Rich Fuqua

Personal information
- Born: November 11, 1950 (age 75) Chattanooga, Tennessee, U.S.
- Listed height: 6 ft 4 in (1.93 m)
- Listed weight: 180 lb (82 kg)

Career information
- High school: Riverside (Chattanooga, Tennessee)
- College: Oral Roberts (1969–1973)
- NBA draft: 1973: 4th round, 69th overall pick
- Drafted by: Boston Celtics
- Position: Shooting guard
- Number: 24

Career highlights
- Consensus second-team All-American (1972); Third-team All-American – AP (1973); No. 24 retired by Oral Roberts Golden Eagles;
- Stats at Basketball Reference

= Rich Fuqua =

American basketball player (born 1950)

Richard Fuqua (born November 11, 1950) is an American former college basketball stand-out who is best known for being an All-American in 1972 while playing for Oral Roberts. He is a native of Chattanooga, Tennessee and attended Riverside High School prior to college.
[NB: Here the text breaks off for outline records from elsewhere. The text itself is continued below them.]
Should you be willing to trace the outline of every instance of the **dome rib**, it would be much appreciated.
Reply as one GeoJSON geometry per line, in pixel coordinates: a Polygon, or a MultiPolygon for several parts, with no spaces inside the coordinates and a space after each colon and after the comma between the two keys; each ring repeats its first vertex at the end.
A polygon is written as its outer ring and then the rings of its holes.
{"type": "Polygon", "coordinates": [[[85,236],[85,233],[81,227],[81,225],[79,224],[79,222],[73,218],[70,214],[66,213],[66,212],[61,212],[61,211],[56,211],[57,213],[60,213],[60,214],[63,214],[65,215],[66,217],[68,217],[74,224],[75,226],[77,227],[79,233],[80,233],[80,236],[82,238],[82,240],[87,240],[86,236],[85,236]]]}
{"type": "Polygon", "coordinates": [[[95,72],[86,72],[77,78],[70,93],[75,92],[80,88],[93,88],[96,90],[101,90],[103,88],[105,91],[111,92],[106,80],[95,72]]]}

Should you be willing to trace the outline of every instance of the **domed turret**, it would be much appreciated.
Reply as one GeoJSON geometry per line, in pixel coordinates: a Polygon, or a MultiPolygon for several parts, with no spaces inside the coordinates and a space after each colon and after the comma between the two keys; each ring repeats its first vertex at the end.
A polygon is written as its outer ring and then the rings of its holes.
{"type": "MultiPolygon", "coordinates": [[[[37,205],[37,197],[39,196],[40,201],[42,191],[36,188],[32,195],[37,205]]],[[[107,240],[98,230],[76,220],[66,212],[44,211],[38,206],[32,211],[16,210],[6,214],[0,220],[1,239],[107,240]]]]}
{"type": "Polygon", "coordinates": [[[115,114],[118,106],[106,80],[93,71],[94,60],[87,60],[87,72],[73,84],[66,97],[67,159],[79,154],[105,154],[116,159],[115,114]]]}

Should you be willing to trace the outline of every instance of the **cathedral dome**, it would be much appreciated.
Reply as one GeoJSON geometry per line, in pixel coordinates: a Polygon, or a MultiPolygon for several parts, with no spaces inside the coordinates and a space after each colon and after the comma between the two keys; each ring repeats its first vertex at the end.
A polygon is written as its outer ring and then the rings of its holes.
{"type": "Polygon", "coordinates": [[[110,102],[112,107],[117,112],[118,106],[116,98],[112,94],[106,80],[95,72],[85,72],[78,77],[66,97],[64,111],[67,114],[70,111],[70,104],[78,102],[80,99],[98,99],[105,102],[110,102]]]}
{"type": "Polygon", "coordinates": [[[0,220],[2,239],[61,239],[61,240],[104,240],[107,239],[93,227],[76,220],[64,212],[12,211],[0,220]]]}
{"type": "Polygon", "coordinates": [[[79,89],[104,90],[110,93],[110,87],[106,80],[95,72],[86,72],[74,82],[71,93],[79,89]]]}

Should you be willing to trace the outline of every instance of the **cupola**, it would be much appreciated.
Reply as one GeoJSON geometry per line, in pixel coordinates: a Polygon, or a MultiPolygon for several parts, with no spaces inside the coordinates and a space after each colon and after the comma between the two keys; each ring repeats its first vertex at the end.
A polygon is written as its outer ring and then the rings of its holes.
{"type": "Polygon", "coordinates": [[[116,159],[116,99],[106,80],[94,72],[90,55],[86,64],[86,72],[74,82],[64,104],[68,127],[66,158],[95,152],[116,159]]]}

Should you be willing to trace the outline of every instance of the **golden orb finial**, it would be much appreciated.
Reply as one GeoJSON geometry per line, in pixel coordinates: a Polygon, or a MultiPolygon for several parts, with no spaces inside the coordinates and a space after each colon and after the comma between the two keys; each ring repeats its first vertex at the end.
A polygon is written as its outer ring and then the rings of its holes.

Between 1969 and 1973, Fuqua scored 3,004 points in a 111-game career. He averaged 31.8 points per game (ppg) as a sophomore, 35.9 ppg as a junior and 27.1 ppg for his career. In 1971–72, Fuqua's junior season, he finished second in the nation in scoring. Since Oral Roberts University did not gain NCAA Division I status until 1971 and because the school was an Independent (not affiliated with an athletic conference), Fuqua's career points and average totals do not go down in the men's basketball record books as Division I accomplishments. In February 1971, he scored 60 points in a game against the University of the South.

After his college career ended, Fuqua got drafted by the National Basketball Association (NBA)'s Boston Celtics in the 4th round (69th pick overall) of the 1973 NBA draft, but never played a game in the NBA.